This blog is intended to go along with Population: An Introduction to Concepts and Issues, by John R. Weeks, published by Cengage Learning. The latest edition is the 12th (it came out in 2015), but this blog is meant to complement any edition of the book by showing the way in which demographic issues are regularly in the news.

If you are a user of my textbook and would like to suggest a blog post idea, please email me at: john.weeks@sdsu.edu

Sunday, February 19, 2012

Trying to Balance Diet and Development

The UN's Food and Agriculture Organization (FAO) estimates that out of the seven billion humans alive right now, three billion of us are eating badly--one billion have too little to eat, another billion have enough calories but not good nutrition, and a third billion are malnourished in the sense that they eat too much and are obese. The Economist this week has a lengthy summary of the global situation, and it is neither a pretty nor a terribly hopeful picture.
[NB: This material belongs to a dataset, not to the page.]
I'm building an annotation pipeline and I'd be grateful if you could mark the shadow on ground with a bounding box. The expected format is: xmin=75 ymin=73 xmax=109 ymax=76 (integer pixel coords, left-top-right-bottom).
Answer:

Malnutrition is attracting attention now because the damage it does has only recently begun to sink in. The misery of lacking calories—bloated bellies, wasted limbs, the lethargy of famine—is easy to spot. So are the disastrous effects of obesity. By contrast, the ravages of inadequate nutrition are veiled, but no less dreadful.
More than 160m children in developing countries suffer from a lack of vitamin A; 1m die because they have weak immune systems and 500,000 go blind each year. Iron deficiency causes anaemia, which affects almost half of poor-country children and over 500m women, killing more than 60,000 of them each year in pregnancy. Iodine deficiency—easily cured by adding the stuff to salt—causes 18m babies each year to be born with mental impairments.
Malnutrition is associated with over a third of children’s deaths and is the single most important risk factor in many diseases. A third of all children in the world are underweight or stunted (too short for their age), the classic symptoms of malnourishment [note that these data come mainly from the Demographic and Health Surveys].

A major part of the problem is that nutrition is very complex and we humans are very good at preferring food that is not necessarily very good for us. To be sure, there are many projects underway to change the latter, especially, but it is not easy to imagine things changing very quickly.